Suenan de nuevo los tambores de guerra. Todos la temen, pero basta con pocos para que el odio enfrente, nuevamente, a miles de hombres de países y lenguas distintas. En el campo de batalla los soldados sentirán miedo. En las ciudades y en los pueblos, los civiles sufrirán nuevamente ante la "inteligencia" de las bombas que caen donde no deben. Muchas esposas y muchos hijos no sabrán si mañana llegará la noticia de la muerte del esposo o del padre que está allá, lejos, luchando una guerra que quizá nunca quiso.
La ciencia, la industria, el derecho, los acuerdos internacionales, no pueden frenar el corazón del hombre que camina hacia el odio, hacia la muerte. Cada uno de nosotros es capaz de construir un mundo de paz o de sembrar rencores, tal vez cerca (en la familia, en el trabajo), tal vez lejos.
Defender la paz sólo es posible desde la justicia y el amor. Por eso hoy nos amenazan nuevas guerras. Quedan por resolver injusticias en tantos lugares del planeta, hay millones de hombres y mujeres que necesitan agua, pan y un hogar digno para ellos y sus hijos. Mientras se mantengan los sistemas que han promovido la injusticia, seguirá encendida la mecha de la rabia y de la desesperación que podrá ocasionar más dolor y más muerte en un mundo ya de por sí lleno de heridas.
Trabajar por la paz es posible desde dentro. Hay que mirar el propio corazón para extirpar las raíces de los odios, para apagar la sed de venganza o la ambición de poder. A la vez, hay que comprometerse plenamente, con energía, en la promoción de un mundo más justo y más solidario, donde no haya explotadores ni explotados. Donde no se persiga a un pueblo por ser de raza o religión distinta de la propia.
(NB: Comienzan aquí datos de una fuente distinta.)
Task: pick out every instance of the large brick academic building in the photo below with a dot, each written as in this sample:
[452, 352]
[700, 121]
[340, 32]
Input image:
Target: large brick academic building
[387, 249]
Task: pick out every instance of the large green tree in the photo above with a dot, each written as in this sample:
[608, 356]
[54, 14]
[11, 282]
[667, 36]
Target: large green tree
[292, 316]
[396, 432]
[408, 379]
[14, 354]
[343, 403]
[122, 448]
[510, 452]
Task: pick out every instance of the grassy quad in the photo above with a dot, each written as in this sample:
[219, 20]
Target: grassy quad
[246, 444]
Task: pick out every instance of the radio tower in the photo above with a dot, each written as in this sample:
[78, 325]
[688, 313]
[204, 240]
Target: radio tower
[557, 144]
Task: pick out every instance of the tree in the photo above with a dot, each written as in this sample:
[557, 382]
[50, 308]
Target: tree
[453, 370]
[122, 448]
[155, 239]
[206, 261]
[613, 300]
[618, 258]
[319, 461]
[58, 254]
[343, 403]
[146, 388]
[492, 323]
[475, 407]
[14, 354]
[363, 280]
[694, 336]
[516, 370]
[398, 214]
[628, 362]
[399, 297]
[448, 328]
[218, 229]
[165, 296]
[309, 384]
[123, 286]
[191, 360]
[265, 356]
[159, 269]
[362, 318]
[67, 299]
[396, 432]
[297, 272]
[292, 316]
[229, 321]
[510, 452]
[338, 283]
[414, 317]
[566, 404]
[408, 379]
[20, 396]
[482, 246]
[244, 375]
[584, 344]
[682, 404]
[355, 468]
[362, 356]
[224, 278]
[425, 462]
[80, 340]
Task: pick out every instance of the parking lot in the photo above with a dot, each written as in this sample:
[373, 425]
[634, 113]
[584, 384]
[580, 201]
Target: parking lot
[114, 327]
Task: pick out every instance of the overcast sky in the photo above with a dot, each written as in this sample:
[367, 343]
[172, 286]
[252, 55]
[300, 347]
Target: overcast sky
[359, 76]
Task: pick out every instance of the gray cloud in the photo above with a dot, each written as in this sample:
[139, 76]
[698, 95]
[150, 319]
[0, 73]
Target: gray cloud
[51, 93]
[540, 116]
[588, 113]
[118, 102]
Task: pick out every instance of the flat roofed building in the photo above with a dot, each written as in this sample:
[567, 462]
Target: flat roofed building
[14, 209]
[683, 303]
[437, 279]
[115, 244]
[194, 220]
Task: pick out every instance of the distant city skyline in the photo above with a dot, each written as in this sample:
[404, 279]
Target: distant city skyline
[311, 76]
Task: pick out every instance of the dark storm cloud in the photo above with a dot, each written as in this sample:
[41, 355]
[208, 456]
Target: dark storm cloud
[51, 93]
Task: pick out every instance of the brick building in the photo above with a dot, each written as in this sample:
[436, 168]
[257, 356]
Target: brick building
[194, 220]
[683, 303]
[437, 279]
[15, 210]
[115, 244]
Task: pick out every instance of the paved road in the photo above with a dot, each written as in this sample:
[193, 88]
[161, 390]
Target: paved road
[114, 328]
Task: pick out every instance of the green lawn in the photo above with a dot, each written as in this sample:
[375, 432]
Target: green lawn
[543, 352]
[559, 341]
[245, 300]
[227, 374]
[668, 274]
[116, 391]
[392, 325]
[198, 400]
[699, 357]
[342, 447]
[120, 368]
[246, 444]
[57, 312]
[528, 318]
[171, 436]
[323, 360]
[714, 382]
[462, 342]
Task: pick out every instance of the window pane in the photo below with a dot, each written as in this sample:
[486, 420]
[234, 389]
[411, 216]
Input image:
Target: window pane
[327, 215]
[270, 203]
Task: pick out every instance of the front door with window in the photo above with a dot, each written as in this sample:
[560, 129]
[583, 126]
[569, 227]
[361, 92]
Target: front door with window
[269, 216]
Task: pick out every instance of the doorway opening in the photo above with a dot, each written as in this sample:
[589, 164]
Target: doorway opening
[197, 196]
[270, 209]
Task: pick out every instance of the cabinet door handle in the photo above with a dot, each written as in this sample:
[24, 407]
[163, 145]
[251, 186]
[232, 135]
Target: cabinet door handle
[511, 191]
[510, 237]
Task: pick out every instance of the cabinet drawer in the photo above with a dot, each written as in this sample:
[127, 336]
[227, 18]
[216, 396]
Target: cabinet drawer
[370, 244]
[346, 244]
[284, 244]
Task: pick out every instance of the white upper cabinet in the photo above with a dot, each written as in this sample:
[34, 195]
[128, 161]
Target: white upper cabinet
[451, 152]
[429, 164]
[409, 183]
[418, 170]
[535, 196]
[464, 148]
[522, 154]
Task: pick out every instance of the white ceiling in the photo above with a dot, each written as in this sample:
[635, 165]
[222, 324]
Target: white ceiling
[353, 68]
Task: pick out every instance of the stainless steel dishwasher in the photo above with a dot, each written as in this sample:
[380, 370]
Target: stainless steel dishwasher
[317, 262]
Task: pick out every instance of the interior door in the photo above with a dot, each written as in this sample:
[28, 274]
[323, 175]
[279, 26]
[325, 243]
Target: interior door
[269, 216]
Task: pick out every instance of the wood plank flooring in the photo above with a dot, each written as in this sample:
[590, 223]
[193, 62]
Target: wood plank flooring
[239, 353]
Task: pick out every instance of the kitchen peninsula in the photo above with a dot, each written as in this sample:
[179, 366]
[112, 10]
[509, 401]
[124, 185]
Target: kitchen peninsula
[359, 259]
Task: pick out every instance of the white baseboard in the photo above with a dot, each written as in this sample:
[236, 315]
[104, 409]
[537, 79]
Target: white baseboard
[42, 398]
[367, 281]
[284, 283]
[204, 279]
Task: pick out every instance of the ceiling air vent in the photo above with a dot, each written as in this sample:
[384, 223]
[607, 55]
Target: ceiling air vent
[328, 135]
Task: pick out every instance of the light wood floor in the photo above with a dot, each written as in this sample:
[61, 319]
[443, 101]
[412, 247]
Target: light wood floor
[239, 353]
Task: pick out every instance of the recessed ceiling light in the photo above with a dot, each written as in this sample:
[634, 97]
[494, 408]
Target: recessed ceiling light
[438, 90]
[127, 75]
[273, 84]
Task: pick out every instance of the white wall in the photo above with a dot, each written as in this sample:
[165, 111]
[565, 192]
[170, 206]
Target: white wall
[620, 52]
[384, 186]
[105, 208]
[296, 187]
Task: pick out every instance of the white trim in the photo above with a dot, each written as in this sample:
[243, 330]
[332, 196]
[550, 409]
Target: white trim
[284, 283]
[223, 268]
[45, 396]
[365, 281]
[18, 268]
No siempre es fácil. Hay culturas que han sembrado, durante siglos, el espíritu de odio y la sed de la conquista. Pero también ha habido y hay miles y millones de hombres y de mujeres que no dejan de pedir, de gritar, de suplicar: ¡paz, paz, todos queremos vivir en paz! Es el grito que encarna un Papa que sufrió de joven una horrible guerra nacida del odio y del racismo: "¡nunca podremos ser felices los unos contra los otros! ¡Nunca el futuro de la humanidad podrá asegurarse a través del terrorismo y de la lógica de la guerra!" (Juan Pablo II, 23 de febrero de 2003).
Hoy podemos cambiar un poco nuestro mundo inquieto. No es fácil, ni las guerras desaparecerán de la noche a la mañana. Pero los conflictos se vencen cuando se dan la mano algunos que antes eran enemigos, cuando los ofendidos perdonan a los ofensores que piden perdón, cuando pensamos más en la justicia y menos en la defensa de los intereses políticos o económicos del propio grupo o nación. La paz es posible si dejamos que Cristo nos gane el corazón y nos haga menos egoístas y un poco más buenos para con todos, también cuando llevan un uniforme distinto, hablan otra lengua o pronuncian oraciones que no conocemos. Dios es Padre de todos, y puede reunirnos, con su Amor, por encima de los odios y rencores del pasado.